On the morning of Wednesday 7th June all of the hard work will be put to the test, which throws up in the air a number of critical questions…
- How can I test if my pupils are ready?
- How can I identify what areas my pupils need to improve upon?
- How can students make the best use of their homework / revision time?
- How can I make the best use of the half term week?
The can be no definitive answer to all of these questions as your pupils are just that – yours. However we do have a range of suggestions to throw your way.
Use Past Papers to Predict Results and Intervene Where Necessary
The tried and tested method of using previous exam papers is one of the most effective and reliable tactics you can use, and also one that student engage well with.
As a teacher you will have the opportunity to gain a summative mark that can be equated to an actual GCSE grade, and as a pupil this can be a reassuring tool to ensure you are on the right track or a stark warning that extra resources need to be assigned to this subject quick!
Edexcel, OCR and AQA all have sections on their website that allow you and your students to download past papers and mark schemes. It’s also very much worth your time reading any examiners comments if they are available.
Use the Past Paper to Discover Areas of Improvement
As well as having a raw mark for an exam paper, further analysis can be done by assigning marks to different types of questions, which then identifies tangible areas for improvement which students can then spend more time brushing up on.
If you are short on time then you could break the questions down into a few different sections. This is up to you but my suggestions would be something along the lines of programming / pseudocode, computing theory and computing calculations.
If you have an abundance of time (yeah right!) then you could go further and map out each question a specific topic found in the qualification specification.
Once the question mapping has been done then you, or more conveniently your students, can then assign individual grades to each topic which can then be the focal point of revision.
Homework / Revision Materials Are Crucial
Presuming your student are now are aware of what areas need to be improved upon, the improving can begin!
It’s difficult to recommend anything better than by spending time revising from professional publications, often written from the qualification board themselves, and so here they are…
Half Term Week Could be the Difference Between Success and Failure
If you are planning on hosting half term sessions then ensure they are structured and each student has a clearly define goal which can be put to the test at the end of the session.
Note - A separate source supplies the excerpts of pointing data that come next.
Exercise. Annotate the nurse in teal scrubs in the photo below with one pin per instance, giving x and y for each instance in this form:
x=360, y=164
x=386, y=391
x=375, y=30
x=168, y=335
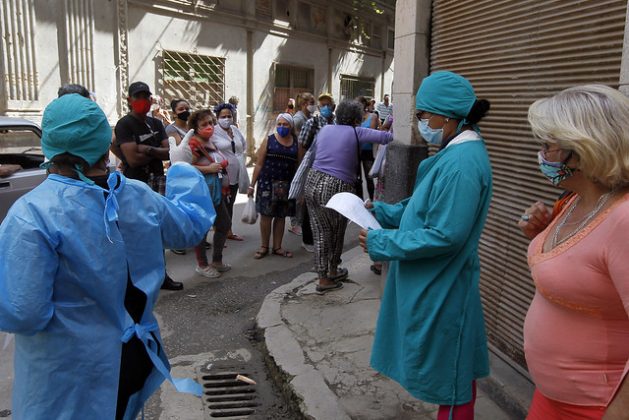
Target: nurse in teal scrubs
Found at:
x=430, y=335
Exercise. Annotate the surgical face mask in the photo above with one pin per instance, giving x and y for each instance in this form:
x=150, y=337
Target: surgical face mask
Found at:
x=431, y=135
x=225, y=122
x=183, y=115
x=206, y=132
x=140, y=106
x=556, y=172
x=326, y=111
x=283, y=131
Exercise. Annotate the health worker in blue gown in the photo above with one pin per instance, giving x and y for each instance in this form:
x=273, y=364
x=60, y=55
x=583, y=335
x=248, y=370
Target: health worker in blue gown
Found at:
x=430, y=335
x=82, y=265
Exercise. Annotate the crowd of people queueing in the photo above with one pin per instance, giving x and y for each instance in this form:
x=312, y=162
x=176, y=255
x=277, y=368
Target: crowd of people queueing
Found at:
x=77, y=310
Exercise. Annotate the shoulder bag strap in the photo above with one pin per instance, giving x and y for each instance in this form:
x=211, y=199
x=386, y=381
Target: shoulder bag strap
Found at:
x=358, y=171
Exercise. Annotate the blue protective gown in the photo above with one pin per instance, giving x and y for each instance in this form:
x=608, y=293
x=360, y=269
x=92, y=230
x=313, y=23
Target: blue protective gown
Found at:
x=430, y=335
x=66, y=258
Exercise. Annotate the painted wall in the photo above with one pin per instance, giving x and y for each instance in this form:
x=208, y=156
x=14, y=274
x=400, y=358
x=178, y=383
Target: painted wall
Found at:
x=151, y=31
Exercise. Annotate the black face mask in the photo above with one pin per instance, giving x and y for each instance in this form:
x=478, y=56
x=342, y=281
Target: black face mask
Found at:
x=184, y=115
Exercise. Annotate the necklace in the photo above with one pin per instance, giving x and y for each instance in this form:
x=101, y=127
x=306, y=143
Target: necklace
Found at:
x=603, y=199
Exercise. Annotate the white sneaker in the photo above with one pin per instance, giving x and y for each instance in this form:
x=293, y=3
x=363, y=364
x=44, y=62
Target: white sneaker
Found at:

Your pupils may find it useful to have different question banks on pre-defined topics, for example all of the pseudocode questions from the past three years exams.
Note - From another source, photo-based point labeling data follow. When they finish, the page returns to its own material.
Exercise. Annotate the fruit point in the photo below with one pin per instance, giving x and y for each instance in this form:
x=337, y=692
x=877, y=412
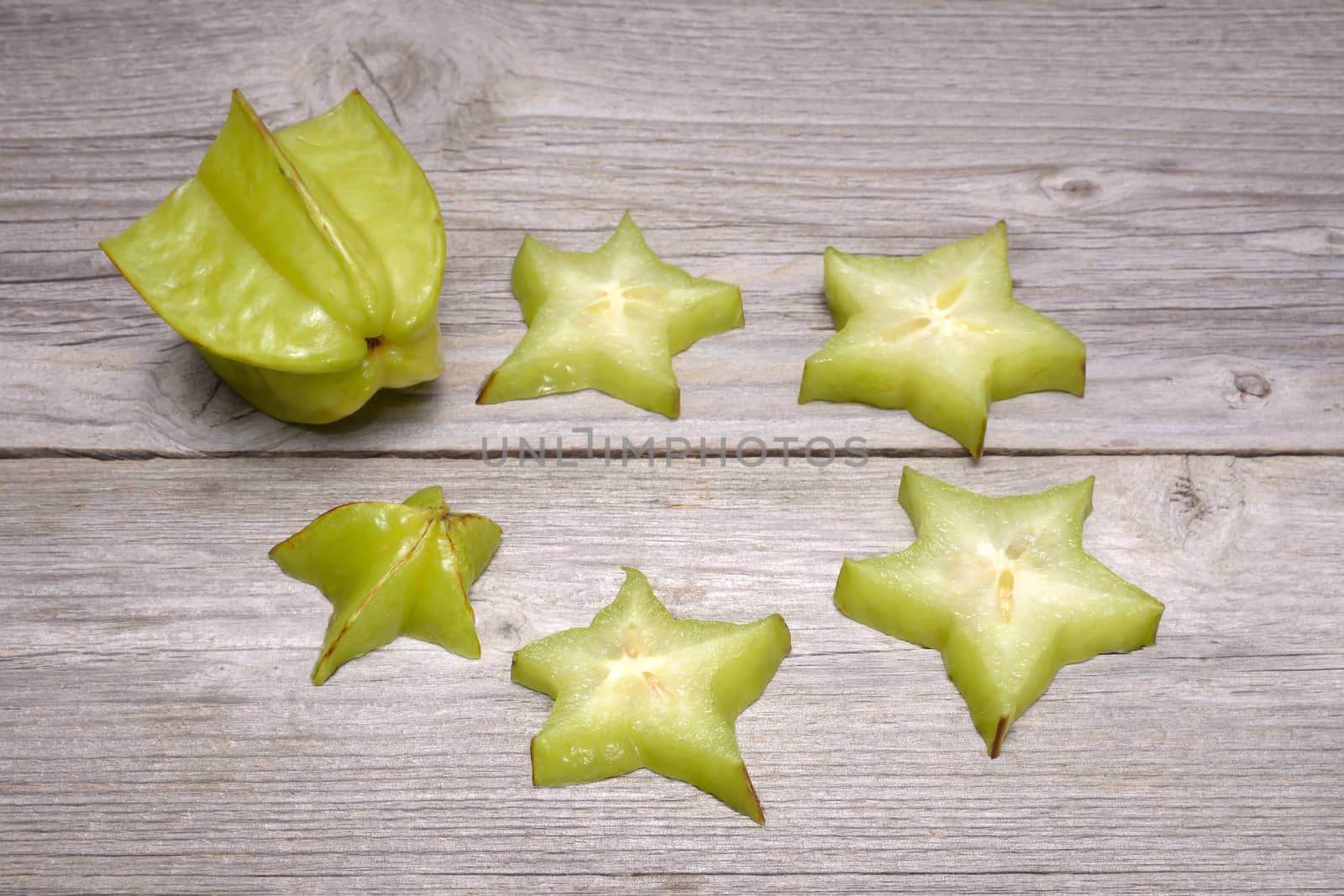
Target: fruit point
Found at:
x=304, y=265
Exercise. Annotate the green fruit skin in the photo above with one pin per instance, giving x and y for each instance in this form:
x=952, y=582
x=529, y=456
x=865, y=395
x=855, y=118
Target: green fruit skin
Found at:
x=645, y=382
x=423, y=593
x=326, y=398
x=306, y=265
x=885, y=594
x=961, y=414
x=709, y=759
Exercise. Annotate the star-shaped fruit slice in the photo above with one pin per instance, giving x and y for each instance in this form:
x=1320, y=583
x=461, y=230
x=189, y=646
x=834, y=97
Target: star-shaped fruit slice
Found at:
x=609, y=320
x=640, y=689
x=391, y=570
x=938, y=335
x=1003, y=589
x=306, y=265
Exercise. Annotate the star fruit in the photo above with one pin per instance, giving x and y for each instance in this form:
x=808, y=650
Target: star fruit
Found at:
x=640, y=689
x=306, y=265
x=391, y=570
x=938, y=335
x=609, y=320
x=1003, y=589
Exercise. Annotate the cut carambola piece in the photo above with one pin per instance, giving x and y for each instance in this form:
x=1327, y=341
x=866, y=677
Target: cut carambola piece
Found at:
x=640, y=689
x=304, y=265
x=391, y=570
x=938, y=335
x=609, y=320
x=1003, y=589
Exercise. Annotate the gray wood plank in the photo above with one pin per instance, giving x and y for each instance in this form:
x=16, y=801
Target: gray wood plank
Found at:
x=158, y=731
x=1169, y=175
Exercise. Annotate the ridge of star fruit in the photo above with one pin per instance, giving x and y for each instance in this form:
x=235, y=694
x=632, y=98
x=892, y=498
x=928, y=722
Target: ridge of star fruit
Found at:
x=642, y=689
x=393, y=570
x=306, y=265
x=940, y=336
x=609, y=320
x=1003, y=589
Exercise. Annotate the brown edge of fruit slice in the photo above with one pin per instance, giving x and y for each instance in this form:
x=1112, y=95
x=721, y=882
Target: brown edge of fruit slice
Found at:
x=1000, y=732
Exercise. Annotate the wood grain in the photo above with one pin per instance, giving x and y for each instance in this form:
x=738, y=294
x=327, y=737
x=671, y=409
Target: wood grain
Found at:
x=1169, y=175
x=159, y=730
x=1173, y=183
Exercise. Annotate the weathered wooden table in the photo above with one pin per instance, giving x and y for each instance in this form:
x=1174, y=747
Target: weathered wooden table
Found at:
x=1173, y=181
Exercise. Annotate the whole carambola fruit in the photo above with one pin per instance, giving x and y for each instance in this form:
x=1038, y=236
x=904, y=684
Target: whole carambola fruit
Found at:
x=306, y=265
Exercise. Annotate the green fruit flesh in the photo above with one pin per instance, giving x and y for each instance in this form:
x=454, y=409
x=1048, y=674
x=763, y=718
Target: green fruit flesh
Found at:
x=304, y=265
x=391, y=570
x=940, y=336
x=640, y=689
x=609, y=320
x=1003, y=589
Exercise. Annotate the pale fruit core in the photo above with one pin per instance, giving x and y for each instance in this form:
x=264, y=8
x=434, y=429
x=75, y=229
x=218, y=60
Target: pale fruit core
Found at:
x=938, y=311
x=616, y=300
x=994, y=573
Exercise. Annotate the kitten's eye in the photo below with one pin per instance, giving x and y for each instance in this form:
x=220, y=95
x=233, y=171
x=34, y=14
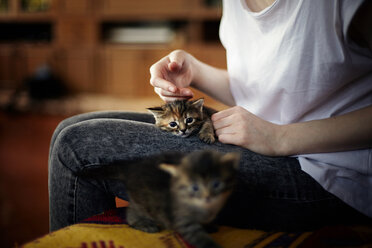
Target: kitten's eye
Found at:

It may also be worth drilling into student that although you cannot by any means guarantee it, many exams are made up of questions (or slight variations and rewording of questions) from past papers. So if they can achieve the grade they want on each past paper from the past three years then they have given themselves a very good chance of getting that result on the fateful Wednesday.
Finally, as the teacher, drill down into your qualification boards exam papers and try to find common questions that appear in almost every past paper and assign some focus to it. Obviously there can be no promises between you and your pupils with this but it ensuring my students were excellent with their binary, denary and hexadecimal conversions has served me well of the years!